夏休みが明けたばかりのまだ暑い日だった。

秀人は科学が大好きで科学本を読んでいたが、そこに声を掛けて来た奴がいた。

「おーい、陰キャマスター!たまには皆で遊ぼうぜ!」

そう絡んで来たのは同じクラスの真島 健太(まじま けんた)だった。

陰キャマスターって何だよ……。

そう思いながら秀人は真島の方に目をやった。

「僕はいいよ。今読んでる本が面白い所だから」

「ったく、またそんな小難しい本読んでんのかよ。よく飽きないねぇ」

「真島だったら2秒で寝ちまうよな」

真島の友達がからかった。

「うるせー!……んじゃな!陰キャマスター!」

だから陰キャマスターって何だよ……。

秀人はまたそう思った。

陰キャマスター……。

秀人は真島から不名誉なあだ名を付けられていた。

「フッ……まぁいいさ。

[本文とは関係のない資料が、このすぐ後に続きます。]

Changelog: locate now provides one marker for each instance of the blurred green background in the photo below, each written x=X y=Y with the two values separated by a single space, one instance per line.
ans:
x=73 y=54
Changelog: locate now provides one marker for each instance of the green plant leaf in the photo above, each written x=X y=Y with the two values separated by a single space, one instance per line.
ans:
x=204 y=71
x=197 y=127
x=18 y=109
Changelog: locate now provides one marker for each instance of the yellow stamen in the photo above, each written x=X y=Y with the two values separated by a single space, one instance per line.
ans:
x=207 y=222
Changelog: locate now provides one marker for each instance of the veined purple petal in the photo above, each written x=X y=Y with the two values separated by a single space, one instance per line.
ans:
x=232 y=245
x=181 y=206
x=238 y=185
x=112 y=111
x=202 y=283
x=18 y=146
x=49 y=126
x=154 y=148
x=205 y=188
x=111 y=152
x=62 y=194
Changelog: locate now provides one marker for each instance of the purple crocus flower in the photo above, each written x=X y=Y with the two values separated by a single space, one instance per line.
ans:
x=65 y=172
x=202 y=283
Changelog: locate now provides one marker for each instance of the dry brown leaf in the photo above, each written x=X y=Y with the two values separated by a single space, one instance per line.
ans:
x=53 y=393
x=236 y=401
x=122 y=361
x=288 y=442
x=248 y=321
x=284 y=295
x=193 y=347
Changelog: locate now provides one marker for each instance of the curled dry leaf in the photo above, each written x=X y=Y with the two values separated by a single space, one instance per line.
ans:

もうすぐアレが完成するんだから……」

そこにまた声を掛ける人物が。

「有川君!」

「うわっ!?」

「ちょっとそんなにびっくりするってどんだけ集中して読んでんのよ……」

声を掛けて来たのは同じクラスの森山 玲奈(もりやま れいな)だった。

「も、森山さん……何?」

「有川君もたまには言い返しなよ。真島にあんなあだ名付けられて悔しくないの?」

「そりゃあ……気に入ってはないけど……僕、確かに陰キャだし……人と話すのあんまり得意じゃないし……」

「私とは普通に話してるじゃん?」

「いや、それは……話し掛けられたら話すけど、自分から話し掛けるのが得意じゃないってゆうか……」

「ふ〜ん……まっ、良いけどさ……とにかく今度真島に何か言われたらガツンと言い返してやりな!じゃないとあのバカまた調子に乗るよ。じゃあね」

そう言うと玲奈は去って行った。


放課後……。

秀人は学校帰りに機械のパーツを安く売ってるジャンクショップに寄っていた。

「え〜っと……あと必要なのは……」

秀人は買い物を終え急いで家に帰った。


家に帰るとダイニングのテーブルに夕飯と母親からの置き手紙があった。

秀人の母親は看護師をしていて病院に勤務している。

今日は夜勤で夜居ないらしい。

「よし、母さん居ないなら時間を気にせずアレを作れるぞ!」

秀人が言うアレとは?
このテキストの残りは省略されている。